The head coach has overseen just two victories in the league after his first pre-season with the club as the Tigers enter the second international break of the campaign propping up the division.
Wins over Rotherham United and Ipswich Town, in August and September respectively, provided a much needed dose of optimism to dispel some of the gloom that has engulfed the KCOM Stadium further this season.
But, as the table begins to take shape, City’s position is increasingly worrying after picking up a measly total of eight points in the opening 12 games, an effort which has seen the club plunge to its lowest league position in 12 years.
City have been knocked to the canvas in the early rounds, but with seven months of the season still to be played Adkins is putting on a brave face and remains convinced his side have the quality and the know-how to battle their way towards survival as they did last season.
However, not since the 1998-99 season have City started as poorly.
Mark Hateley’s outfit picked up seven points from their opening 12 games in Division Three, 20 years ago, a run of form which ultimately cost him his job as the Tigers tumbled towards the foot of the table.
Warren Joyce took the reins as a player/manager and his side eventually did enough to pull away from the drop zone in what affectionately has become known as the Great Escape, as the squad pulled together as one to maintain the club’s Football League status.

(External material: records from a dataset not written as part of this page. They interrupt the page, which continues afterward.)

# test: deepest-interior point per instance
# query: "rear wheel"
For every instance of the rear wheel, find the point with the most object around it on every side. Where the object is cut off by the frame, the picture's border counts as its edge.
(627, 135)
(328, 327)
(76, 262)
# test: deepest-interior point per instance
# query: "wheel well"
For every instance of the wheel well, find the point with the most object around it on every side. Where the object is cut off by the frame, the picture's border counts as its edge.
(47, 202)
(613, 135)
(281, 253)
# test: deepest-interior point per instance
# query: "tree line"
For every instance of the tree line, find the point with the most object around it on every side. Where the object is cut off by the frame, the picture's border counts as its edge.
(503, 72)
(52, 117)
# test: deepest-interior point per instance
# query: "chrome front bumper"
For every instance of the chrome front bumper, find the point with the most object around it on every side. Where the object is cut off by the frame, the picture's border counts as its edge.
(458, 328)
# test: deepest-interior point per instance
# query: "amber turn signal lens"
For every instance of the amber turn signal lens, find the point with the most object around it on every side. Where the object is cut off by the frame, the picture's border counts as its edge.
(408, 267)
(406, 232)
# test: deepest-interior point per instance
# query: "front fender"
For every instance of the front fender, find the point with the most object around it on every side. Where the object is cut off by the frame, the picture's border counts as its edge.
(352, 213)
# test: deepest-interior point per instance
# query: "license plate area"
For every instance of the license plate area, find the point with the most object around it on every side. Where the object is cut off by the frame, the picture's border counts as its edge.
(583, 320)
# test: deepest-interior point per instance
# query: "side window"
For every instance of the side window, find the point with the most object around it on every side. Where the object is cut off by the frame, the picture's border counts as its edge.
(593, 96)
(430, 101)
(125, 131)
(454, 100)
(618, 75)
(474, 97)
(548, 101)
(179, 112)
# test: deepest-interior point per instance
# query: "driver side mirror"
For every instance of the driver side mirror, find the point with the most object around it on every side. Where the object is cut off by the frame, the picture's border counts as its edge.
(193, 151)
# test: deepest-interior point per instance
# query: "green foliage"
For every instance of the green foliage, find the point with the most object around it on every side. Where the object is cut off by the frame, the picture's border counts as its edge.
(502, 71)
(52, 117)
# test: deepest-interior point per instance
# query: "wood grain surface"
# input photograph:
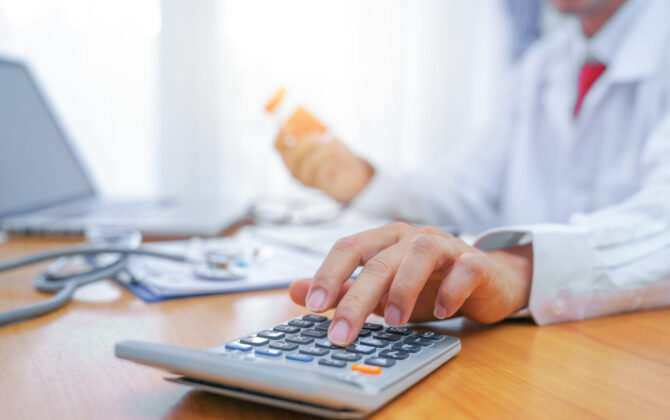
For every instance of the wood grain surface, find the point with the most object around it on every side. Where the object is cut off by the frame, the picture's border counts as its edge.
(62, 366)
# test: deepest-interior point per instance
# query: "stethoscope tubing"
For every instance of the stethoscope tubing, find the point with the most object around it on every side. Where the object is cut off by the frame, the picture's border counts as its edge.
(66, 285)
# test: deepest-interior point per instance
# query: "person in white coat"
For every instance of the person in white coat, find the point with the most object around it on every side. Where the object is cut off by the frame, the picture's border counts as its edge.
(570, 183)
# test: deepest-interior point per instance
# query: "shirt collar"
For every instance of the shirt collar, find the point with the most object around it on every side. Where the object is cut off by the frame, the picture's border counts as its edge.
(603, 46)
(631, 42)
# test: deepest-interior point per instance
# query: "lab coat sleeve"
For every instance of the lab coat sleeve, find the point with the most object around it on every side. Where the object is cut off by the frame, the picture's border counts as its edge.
(613, 260)
(461, 190)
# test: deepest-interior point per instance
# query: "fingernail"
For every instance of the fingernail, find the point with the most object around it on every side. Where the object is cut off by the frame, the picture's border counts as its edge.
(392, 316)
(316, 300)
(440, 311)
(339, 333)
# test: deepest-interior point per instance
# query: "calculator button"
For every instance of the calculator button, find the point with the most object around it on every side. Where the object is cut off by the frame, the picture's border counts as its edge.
(387, 336)
(272, 335)
(380, 361)
(332, 363)
(399, 330)
(412, 348)
(314, 351)
(287, 329)
(300, 323)
(314, 318)
(326, 344)
(357, 348)
(238, 346)
(255, 341)
(280, 345)
(372, 327)
(345, 355)
(424, 342)
(364, 333)
(299, 340)
(394, 354)
(324, 325)
(374, 342)
(300, 357)
(269, 352)
(429, 334)
(369, 369)
(313, 333)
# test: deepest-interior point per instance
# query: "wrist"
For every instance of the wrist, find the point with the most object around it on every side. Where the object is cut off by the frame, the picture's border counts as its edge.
(518, 262)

Of course, two decades on, the stakes are not quite as great, with a spot in the third tier the punishment for finishing in the relegation zone, but does this squad have the character in order to pull through?
That remains to be seen and unfortunately the statistics are against them.
City’s start to the campaign is one of the worst the Tigers have endured in their 114-year history, featuring in their worst eight starts ever and relegation is a recurring consequence.
Transferring the records into the relative metric system of three points for a win and one for a draw in seasons prior to 1981, just four starts have been weaker, and on two of those occasions City were relegated.
In 1955, Bob Brocklebank’s team lost 10 of their opening 12 games, with a win and a draw coming in the other two, and perhaps, unsurprisingly, they were relegated from Division Two, as they were in 1995-96 when the Tigers had one win and four draws and were relegated come the end of the campaign.
In 1989-90 it took City until November to win a game in Division Two. They picked up seven draws in their opening 12 games, but they had to wait until their 17th outing to bag their first three point haul, a 3-2 win over Bradford City.
Surprisingly, despite their wretched form, powered by the goals of Andy Payton and Peter Swan, City climbed to a 14th-place finish, which acts as something of an anomaly in the club’s history.
Of the three previous occasions City have mustered eight points from their opening 12 games, relegation has come in 1935-36 and 1959-60 and it would have come in 1997-98 had there been three relegation spots in Division Three.
For context, City’s last relegation came in 2016-17, which started so well under Mike Phelan with victories over the champions Leicester City and away to Swansea City, but eight winless games followed as a wretched summer transfer window proved too much to come back from.
Undoubtedly, the Tigers have under-performed. With a wage bill of a top 10 club, according to vice-chairman Ehab Allam, City fans could be forgiven for expecting results that reflect that.
Few teams in the Championship are able to boast the international experience at Adkins’ disposal with ten players with senior caps to their name, while Kamil Grosicki and Jackson Irvine played major roles in the World Cup for their respective nations
It’s a point that Sheffield United boss Chris Wilder was keen to make before the meeting at Bramall Lane last weekend.
“It’s a dangerous game,” Wilder said. “They’ve got good players. If you look through their squad, if you look at the numbers they’ve paid for them, they’ve got quality there,” and yet the 1-0 loss to the Blades saw City fall to the bottom of the table.
While Adkins looks to the positives, the club will do well to heed the warnings of history and get points on the board sooner rather than later.